The lack of a normal weight control group represents a limitation with respect to reference values for ASCA, but based on the aforementioned studies [27,28,29,30], the frequency of IgG positivity in our study was higher than what would be expected in healthy control subjects, in whom the reported prevalence ranged between 0 and 5.0% [27,28,29,30]. This is also in accordance with the previous publication of ASCA and obesity by Salamati et al., in which none of the normal weight controls were ASCA positive [1].

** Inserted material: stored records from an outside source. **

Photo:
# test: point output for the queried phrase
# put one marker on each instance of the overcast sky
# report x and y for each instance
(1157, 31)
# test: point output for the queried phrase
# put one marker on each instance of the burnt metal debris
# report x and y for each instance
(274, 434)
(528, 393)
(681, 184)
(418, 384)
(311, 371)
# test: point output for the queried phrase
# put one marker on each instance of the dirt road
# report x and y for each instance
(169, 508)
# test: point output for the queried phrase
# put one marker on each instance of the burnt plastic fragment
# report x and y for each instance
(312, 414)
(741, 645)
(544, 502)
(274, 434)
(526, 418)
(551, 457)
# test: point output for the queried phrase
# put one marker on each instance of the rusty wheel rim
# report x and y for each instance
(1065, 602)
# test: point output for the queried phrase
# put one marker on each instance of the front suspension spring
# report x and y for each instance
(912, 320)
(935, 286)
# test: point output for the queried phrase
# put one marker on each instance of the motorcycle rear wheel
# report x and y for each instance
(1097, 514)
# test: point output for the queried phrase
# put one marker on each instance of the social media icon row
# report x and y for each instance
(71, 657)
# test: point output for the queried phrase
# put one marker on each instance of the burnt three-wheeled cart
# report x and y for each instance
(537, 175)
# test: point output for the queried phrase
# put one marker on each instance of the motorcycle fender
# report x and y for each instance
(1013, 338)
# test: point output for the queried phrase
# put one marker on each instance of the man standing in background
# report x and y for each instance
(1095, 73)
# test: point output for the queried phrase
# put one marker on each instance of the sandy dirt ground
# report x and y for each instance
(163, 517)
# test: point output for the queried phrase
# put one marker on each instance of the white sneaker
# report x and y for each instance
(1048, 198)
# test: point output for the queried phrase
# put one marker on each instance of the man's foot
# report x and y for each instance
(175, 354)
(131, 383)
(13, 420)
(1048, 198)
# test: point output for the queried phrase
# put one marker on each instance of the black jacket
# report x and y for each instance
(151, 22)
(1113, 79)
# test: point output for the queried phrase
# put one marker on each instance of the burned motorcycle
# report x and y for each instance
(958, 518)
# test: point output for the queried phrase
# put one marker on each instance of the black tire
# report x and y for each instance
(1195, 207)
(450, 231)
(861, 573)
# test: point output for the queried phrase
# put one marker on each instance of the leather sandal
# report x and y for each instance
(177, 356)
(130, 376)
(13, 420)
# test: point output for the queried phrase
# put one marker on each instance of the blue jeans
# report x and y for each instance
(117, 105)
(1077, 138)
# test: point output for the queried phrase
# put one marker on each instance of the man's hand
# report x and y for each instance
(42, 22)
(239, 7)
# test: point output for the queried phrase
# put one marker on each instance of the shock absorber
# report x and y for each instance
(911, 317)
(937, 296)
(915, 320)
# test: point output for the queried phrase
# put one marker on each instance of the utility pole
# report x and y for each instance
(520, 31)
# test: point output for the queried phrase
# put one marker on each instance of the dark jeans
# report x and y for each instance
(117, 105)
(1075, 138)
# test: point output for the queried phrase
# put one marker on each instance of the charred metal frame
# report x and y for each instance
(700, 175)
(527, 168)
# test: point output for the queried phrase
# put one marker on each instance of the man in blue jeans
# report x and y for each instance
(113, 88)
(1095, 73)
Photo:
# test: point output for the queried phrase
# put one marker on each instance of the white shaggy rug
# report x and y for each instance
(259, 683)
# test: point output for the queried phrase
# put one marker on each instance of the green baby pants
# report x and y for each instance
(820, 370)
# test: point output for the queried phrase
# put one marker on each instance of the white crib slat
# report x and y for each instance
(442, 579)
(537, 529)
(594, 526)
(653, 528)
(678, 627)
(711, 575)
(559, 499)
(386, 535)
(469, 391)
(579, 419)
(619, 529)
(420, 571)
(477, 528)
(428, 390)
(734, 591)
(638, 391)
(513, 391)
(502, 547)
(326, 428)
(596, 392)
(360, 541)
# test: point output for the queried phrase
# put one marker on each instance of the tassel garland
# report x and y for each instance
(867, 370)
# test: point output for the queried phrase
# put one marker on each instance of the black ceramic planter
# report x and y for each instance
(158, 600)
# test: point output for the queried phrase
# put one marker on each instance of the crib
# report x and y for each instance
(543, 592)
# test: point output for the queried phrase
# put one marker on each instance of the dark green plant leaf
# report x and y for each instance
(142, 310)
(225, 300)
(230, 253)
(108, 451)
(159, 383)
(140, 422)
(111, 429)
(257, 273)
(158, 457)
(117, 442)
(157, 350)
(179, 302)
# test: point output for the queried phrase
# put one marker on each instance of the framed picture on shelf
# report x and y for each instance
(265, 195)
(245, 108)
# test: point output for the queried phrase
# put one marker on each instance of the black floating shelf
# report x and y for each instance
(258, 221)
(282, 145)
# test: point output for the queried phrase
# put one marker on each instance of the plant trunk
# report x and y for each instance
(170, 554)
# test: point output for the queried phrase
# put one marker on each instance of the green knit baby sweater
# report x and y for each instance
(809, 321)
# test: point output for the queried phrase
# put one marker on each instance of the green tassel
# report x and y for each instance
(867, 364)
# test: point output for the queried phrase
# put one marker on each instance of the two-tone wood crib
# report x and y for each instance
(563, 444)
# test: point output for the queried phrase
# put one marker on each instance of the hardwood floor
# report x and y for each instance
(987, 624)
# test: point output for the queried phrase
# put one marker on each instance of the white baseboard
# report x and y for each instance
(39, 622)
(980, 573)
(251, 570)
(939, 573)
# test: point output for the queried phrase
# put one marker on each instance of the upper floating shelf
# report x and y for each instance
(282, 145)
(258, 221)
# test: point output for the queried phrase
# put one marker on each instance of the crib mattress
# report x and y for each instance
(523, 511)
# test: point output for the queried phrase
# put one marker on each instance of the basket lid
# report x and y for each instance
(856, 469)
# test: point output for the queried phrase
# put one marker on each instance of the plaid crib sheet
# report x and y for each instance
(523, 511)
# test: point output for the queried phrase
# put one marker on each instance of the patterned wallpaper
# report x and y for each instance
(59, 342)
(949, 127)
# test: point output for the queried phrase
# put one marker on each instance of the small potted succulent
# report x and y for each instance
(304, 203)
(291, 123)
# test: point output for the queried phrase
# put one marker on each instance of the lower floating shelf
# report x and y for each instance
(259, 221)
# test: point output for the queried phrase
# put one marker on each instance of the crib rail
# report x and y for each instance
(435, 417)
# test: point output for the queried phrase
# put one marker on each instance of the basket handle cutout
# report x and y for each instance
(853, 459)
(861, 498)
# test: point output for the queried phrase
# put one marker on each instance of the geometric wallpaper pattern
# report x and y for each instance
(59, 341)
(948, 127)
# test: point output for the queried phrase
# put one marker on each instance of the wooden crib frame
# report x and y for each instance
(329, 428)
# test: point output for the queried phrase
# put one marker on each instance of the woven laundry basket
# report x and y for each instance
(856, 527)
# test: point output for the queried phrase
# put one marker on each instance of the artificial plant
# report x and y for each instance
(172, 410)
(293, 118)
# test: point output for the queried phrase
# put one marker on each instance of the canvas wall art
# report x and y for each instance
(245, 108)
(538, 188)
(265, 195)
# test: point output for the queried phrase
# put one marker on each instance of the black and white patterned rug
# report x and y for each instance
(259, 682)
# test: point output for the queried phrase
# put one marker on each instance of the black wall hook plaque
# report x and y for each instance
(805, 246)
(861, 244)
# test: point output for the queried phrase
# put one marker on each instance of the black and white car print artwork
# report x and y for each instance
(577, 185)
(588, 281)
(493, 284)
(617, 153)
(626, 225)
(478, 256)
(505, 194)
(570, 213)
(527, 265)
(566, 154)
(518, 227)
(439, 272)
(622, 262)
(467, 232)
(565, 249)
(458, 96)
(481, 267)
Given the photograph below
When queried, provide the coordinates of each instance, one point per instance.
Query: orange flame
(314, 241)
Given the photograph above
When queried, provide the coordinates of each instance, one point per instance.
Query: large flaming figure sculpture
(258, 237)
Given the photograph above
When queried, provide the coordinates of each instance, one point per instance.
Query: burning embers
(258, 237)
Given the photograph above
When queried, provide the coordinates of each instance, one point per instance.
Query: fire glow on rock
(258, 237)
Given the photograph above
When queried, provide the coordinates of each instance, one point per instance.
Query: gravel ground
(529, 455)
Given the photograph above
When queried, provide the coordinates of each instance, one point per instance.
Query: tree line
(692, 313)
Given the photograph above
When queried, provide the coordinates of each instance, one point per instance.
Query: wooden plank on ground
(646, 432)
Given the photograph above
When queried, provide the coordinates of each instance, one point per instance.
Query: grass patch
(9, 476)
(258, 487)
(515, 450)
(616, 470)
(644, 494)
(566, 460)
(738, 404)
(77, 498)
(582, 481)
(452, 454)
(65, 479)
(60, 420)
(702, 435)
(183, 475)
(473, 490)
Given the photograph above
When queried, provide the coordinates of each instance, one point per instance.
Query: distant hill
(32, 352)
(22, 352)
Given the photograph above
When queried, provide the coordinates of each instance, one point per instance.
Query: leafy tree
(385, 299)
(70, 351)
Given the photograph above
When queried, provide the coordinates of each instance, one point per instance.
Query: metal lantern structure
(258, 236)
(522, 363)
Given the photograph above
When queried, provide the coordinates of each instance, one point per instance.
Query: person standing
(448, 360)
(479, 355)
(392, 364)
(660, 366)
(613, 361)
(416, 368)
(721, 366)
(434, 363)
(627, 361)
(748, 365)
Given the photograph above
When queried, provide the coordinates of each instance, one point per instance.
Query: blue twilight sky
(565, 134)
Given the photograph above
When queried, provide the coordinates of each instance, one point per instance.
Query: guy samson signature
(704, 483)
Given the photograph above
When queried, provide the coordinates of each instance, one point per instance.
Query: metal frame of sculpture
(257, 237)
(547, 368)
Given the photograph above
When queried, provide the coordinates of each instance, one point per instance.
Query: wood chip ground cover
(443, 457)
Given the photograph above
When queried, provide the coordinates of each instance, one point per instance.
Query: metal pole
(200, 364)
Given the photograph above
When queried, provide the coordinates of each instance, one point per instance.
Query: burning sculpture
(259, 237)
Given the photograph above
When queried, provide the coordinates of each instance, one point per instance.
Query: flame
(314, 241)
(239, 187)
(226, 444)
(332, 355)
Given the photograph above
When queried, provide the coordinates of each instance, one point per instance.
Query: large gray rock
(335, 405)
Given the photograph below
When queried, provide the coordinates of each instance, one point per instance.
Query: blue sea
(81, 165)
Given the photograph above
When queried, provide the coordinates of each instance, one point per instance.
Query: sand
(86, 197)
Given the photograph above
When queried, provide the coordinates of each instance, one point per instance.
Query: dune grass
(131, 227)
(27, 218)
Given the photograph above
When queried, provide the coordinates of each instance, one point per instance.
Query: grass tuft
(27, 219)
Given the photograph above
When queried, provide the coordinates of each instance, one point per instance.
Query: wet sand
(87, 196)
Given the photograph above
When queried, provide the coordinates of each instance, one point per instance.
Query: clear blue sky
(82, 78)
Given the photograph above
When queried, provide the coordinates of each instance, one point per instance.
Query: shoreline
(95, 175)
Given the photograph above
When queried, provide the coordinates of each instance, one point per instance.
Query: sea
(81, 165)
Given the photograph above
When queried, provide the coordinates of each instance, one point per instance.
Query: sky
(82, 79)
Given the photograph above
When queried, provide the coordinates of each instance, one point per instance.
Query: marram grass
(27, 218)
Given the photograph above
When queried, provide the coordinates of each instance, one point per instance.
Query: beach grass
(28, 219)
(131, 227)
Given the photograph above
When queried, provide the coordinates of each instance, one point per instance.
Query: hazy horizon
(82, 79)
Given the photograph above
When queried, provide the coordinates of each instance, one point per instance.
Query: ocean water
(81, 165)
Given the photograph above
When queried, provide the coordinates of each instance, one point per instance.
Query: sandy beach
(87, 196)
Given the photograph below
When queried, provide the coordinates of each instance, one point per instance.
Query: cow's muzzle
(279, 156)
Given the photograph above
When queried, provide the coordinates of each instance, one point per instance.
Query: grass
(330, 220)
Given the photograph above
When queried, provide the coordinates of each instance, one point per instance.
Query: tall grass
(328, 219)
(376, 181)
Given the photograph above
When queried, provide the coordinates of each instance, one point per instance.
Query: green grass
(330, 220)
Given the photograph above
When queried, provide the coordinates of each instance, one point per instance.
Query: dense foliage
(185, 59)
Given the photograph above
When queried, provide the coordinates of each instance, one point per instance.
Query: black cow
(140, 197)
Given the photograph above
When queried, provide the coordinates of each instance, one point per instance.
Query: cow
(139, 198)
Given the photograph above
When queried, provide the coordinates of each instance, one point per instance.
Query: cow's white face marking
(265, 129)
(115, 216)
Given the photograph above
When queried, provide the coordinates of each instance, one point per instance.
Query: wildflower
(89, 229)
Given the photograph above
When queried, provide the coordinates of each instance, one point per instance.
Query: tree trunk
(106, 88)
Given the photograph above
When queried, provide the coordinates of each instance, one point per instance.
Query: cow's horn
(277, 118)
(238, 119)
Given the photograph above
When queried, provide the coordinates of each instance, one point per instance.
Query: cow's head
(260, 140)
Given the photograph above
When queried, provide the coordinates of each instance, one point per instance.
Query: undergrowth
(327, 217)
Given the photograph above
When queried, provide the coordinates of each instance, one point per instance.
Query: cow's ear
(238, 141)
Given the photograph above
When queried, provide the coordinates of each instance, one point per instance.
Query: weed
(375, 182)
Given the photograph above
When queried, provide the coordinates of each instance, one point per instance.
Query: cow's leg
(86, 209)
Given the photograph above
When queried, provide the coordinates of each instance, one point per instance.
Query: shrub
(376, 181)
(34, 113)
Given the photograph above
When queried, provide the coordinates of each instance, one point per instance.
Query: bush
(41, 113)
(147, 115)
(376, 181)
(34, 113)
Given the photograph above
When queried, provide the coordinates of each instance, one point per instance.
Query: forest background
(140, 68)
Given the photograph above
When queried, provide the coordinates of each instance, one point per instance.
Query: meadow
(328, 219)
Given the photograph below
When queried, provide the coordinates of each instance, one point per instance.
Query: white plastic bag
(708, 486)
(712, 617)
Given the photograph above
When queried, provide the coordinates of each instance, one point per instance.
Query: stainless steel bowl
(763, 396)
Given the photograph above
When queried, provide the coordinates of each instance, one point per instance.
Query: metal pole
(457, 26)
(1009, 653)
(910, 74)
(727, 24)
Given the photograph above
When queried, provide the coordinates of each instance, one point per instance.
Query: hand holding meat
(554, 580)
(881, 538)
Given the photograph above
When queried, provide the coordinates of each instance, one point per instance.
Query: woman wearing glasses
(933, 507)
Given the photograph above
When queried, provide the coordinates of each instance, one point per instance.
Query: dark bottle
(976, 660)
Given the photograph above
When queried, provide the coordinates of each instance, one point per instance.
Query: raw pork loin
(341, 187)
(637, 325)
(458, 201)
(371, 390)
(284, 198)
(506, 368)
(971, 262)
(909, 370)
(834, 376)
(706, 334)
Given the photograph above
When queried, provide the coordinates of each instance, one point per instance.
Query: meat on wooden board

Other methodological considerations of the present study include the dietary assessment tool and our definition of yeast intake: Firstly, calculation of the exact intake of this yeast was not possible based on our FFQ. We therefore chose to focus on two major dietary sources of Saccharomyces cerevisiae, namely bread, buns and other baked goods (baker’s yeast) and beer (brewer’s yeast). Results from our study did however not reveal any significant associations between ASCA and other food groups or between ASCA and total alcohol consumption. Secondly, because the FFQ that we applied was designed to study the habitual diet during the last year, conclusions cannot be made regarding the impact of more recent diet or diet early in life. Also, recalling food intake over a year may be inaccurate, but with respect to the main dietary sources of yeast, we believe that significant fluctuations in intake during the year were unlikely. This is because bread is regarded a staple food in Norway that is regularly consumed all year round. Beer on the other hand probably contributes less to the total intake of yeast as compared to bread.